Henry walked Pima Street with a swagger and a paper bag peaked to its zig-zag rim with cheeseburgers. The first dripping example was pinched between the wax paper wrapper and his 42oz Styrofoam soda cup rattling with crushed ice. He raised both to his face simultaneously, biting into the burger then washing it down with a big slug of Coca Cola. He drank too fast, his head swelling, teeth pinched. Soda dribbled muddy veins from the corners of his mouth.
The traffic became human again. Mosaic windsocks at the Texaco Mini-Mart were stiff in the wind, flying above ceramic burros and lawn gnomes. Ten foot metal dinosaurs welded from scrap metal menaced the slow moving cars and smeared children’s noses against their backseat windows.
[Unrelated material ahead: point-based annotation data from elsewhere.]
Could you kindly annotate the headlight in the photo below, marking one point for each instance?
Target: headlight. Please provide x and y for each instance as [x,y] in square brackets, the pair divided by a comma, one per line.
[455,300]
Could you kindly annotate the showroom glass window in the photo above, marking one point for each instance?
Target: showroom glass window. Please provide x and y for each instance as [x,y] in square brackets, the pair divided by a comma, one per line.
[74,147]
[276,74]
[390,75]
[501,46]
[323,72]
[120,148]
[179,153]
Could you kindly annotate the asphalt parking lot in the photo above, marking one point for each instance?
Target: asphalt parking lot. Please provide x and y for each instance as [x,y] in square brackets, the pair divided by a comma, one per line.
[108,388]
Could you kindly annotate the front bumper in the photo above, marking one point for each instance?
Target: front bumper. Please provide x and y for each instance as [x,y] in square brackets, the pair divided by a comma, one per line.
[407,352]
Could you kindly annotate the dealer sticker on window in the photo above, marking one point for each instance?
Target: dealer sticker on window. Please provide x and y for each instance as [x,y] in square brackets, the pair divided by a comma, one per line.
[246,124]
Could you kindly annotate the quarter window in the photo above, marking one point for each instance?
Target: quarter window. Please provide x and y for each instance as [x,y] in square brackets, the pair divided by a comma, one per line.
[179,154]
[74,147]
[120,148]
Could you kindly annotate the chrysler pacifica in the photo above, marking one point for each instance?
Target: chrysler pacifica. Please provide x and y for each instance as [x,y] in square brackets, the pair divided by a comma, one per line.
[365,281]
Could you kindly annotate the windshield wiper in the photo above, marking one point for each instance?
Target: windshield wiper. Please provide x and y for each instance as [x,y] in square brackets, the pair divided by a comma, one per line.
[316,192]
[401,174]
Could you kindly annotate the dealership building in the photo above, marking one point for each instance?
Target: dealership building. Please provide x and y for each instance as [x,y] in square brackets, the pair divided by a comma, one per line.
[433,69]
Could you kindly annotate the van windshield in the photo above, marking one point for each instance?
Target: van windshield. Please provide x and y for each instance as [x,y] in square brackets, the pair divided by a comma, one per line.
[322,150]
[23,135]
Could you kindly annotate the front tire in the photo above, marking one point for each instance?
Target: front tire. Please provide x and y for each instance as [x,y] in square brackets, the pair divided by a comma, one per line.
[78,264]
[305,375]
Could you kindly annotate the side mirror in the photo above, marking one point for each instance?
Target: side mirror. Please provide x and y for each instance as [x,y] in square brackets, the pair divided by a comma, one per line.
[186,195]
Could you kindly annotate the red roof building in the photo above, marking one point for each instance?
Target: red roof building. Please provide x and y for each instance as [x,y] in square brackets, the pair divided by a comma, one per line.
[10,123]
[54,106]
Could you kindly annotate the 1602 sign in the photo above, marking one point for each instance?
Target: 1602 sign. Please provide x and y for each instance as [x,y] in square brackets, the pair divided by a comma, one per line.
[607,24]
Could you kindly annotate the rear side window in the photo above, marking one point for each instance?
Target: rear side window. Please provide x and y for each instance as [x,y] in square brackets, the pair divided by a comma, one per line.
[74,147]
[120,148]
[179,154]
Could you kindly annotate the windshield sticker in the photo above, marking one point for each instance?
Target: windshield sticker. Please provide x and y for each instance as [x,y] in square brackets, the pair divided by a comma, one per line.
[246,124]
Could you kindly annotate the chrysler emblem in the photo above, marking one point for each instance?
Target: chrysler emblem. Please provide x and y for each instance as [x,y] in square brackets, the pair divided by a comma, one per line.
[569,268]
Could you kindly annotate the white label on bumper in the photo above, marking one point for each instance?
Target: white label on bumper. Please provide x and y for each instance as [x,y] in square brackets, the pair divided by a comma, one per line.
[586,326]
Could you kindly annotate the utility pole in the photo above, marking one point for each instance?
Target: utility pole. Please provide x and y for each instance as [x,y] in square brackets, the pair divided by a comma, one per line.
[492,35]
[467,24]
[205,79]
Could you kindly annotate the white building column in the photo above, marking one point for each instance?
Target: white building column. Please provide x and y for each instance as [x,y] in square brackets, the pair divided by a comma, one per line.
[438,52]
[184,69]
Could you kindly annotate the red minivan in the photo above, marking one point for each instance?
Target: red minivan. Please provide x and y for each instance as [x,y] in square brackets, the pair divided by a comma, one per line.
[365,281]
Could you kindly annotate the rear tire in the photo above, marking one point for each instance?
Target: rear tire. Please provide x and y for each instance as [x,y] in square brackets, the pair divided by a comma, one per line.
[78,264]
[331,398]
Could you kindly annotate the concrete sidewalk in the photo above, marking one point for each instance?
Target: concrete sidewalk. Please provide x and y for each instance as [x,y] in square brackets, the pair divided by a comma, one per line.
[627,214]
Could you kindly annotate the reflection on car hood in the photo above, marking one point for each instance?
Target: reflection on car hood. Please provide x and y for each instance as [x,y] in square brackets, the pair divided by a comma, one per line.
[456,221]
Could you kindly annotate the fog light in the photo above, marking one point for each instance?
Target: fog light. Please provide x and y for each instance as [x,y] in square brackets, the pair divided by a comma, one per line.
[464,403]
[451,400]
Three young black men dressed for the desert in pristine white hip hop gear yelled at passing traffic from across the street. The guy in a chef’s hat poked a long-handled fork into the Weber grill. Another danced to the low beat rap coming from the trunk of a purple Buick Regal. Moving as if he were driving the car. Steer the wheel, press the gas, shift the gears, steer the wheel, press the gas, shift the gears. Repeat. Levi watched, suddenly hungry for ribs. The endless hiss from the highway shifted to the squeak of shocks clearing a steep curb, a subdued tap of a horn at a red light turned green. He felt reintroduced, still feral but wanting to go tame.